Crucial to this success was the strict bubble that all 22 participating teams dwelled within. The players were sequestered and played all their games at Walt Disney World in Orlando. This strategy has also worked well for other professional leagues, including the WNBA and NHL, which completed their seasons within bubbles in Bradenton, Florida and two Canadian cities.
“Anytime you have a bubble, which is basically just…a fixed population inside a closed environment, you’re limiting the individuals that are allowed in and out of your environment,” says James Borchers, a physician who specializes in sports medicine at The Ohio State University Wexner Medical Center. “When you’re able to do that and you can sterilize the environment, you’re going to have a better opportunity with a smaller group like that to limit the spread of the virus.”
For the NBA, this meant that team members had to quarantine for two days in their hotel rooms upon arriving in Orlando and receive two negative tests for COVID-19. After entering the bubble, players had to wear masks and practice social distancing when possible. Few people, including reporters, were allowed into the bubble, and their contact with players was limited. Anyone who left without approval had to quarantine for 10 days.
Additionally, players and staff were tested for COVID-19 regularly. People inside the bubble were also given proximity alarms that beeped when two people wearing them stood within six feet of each other for more than a few seconds, rings that measured temperature and heart rate (which can’t diagnose COVID-19 themselves, but can alert the wearer of physiological changes like an altered heartbeat or raised body temperature, which may indicate infection with the novel virus), and wristbands that granted entry to COVID-19 testing sites, practice facilities, and other areas.
“What’s made this work is the NBA had complete control over not only the teams but anybody that the teams interacted with,” says Isaac Weisfuse, a medical epidemiologist at Cornell University. “They had a very aggressive testing protocol and they kept outsiders outside of the bubble.”
The Disney World campus was also uniquely suited for housing a COVID-19 bubble. “They had multiple arenas that they could play in at Disney World and they had multiple hotels and restaurants,” Weisfuse says. “They had really quite a complex available to them.”
Unfortunately, this strategy is unlikely to work for other professional sports. Basketball teams are relatively small; the NBA allowed each team to bring up to 35 people into the bubble, including 17 players as well as staff and coaches. By contrast, this year NFL active rosters included up to 55 players.
Even with fewer people involved, the NBA’s bubble was an enormous undertaking, Borchers says. “That was an incredible logistical coordination to make that happen even for groups that were smaller teams, and it still was difficult,” he says. “With some other sports that just logistically may not be possible; you might have to take over a whole city to do it.”
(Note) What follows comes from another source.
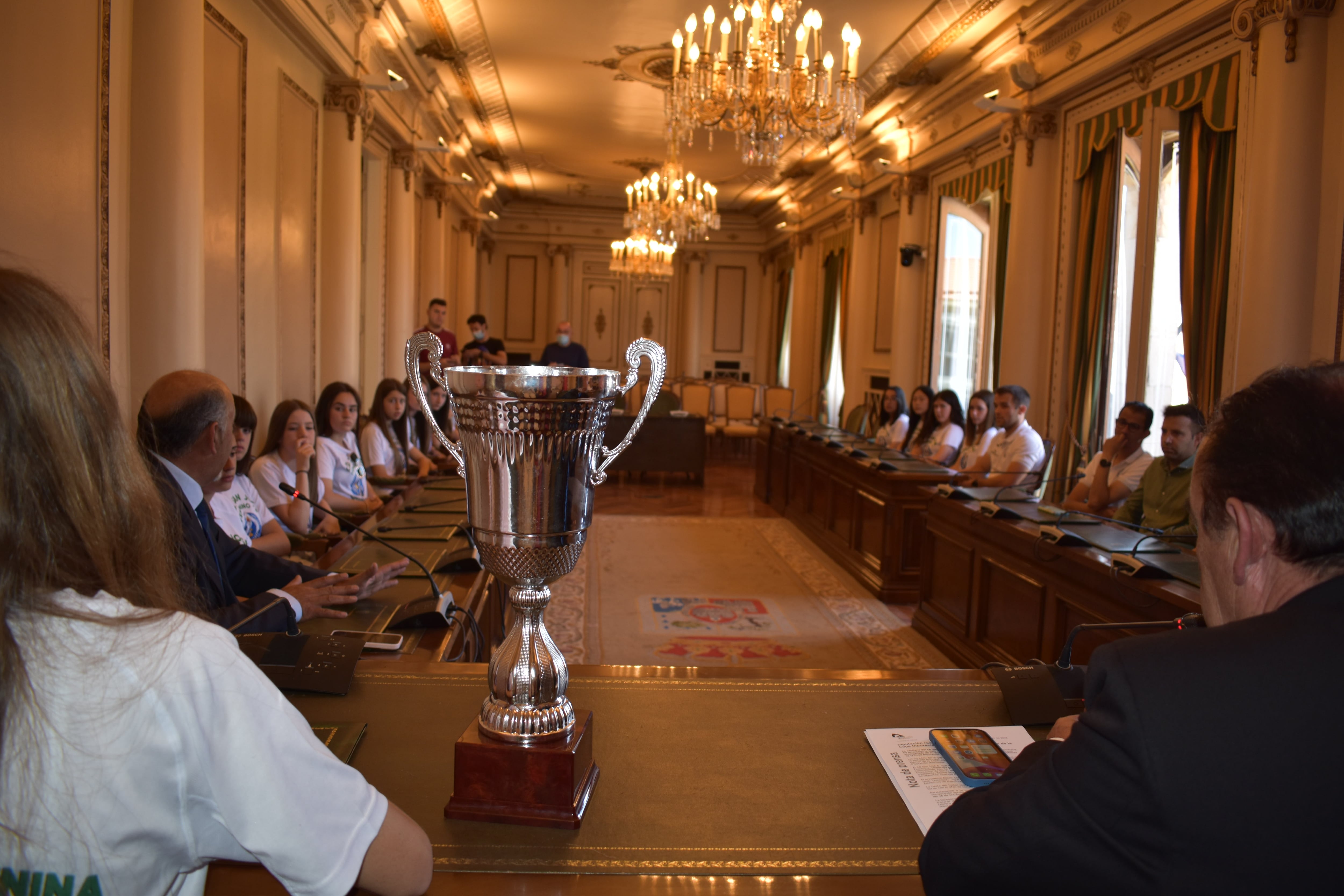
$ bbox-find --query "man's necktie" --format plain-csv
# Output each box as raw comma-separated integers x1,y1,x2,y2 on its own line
196,501,231,599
Major League Baseball managed to finish its regular season without a bubble, however more than 40 games had to be postponed when players tested positive for COVID-19. The NFL also has not confined players to a bubble, and has experienced dozens of cases of COVID-19, including more than 20 positive tests among the Tennessee Titans players and staff. The organization has attempted to enforce the rules, fining coaches and teams that have violated its rules on mask wearing and social distancing.
“When you’re not in a bubble situation there are all sorts of exposures that you can’t control for: when people are at stores, or they’re at restaurants, who they interact with,” Borchers says. “You’re in a surveillance mode; you’re trying…to identify those individuals who are at risk for COVID-19 and then remove them from the team and isolate them as quickly as possible before they become infectious to others.”
Most amateur sports leagues—not to mention vital institutions like schools—also don’t have the financial resources to test every participant regularly. However, testing and gadgets like the NBA used aren’t the only key to preventing the spread of COVID-19, Borchers says.
“There really aren’t other magic answers that are going to make this easier for sports,” he says. “It’s really incumbent on each individual to take accountability for their behavior and make certain they’re doing things responsibly to be able to have things like sports.”
This means that there are some elements of the NBA’s success that could translate to other activities. “Even though most people in the real world aren’t going to test all that often, some of the things they did in terms of mask wearing and social distancing, although not radical, proved to be effective,” Weisfuse says. Every major league sport has proceeded with an emphasis on mask-wearing, hand hygiene, and social distancing, he adds. “People should look to that as an example of what they should be doing much as they can.”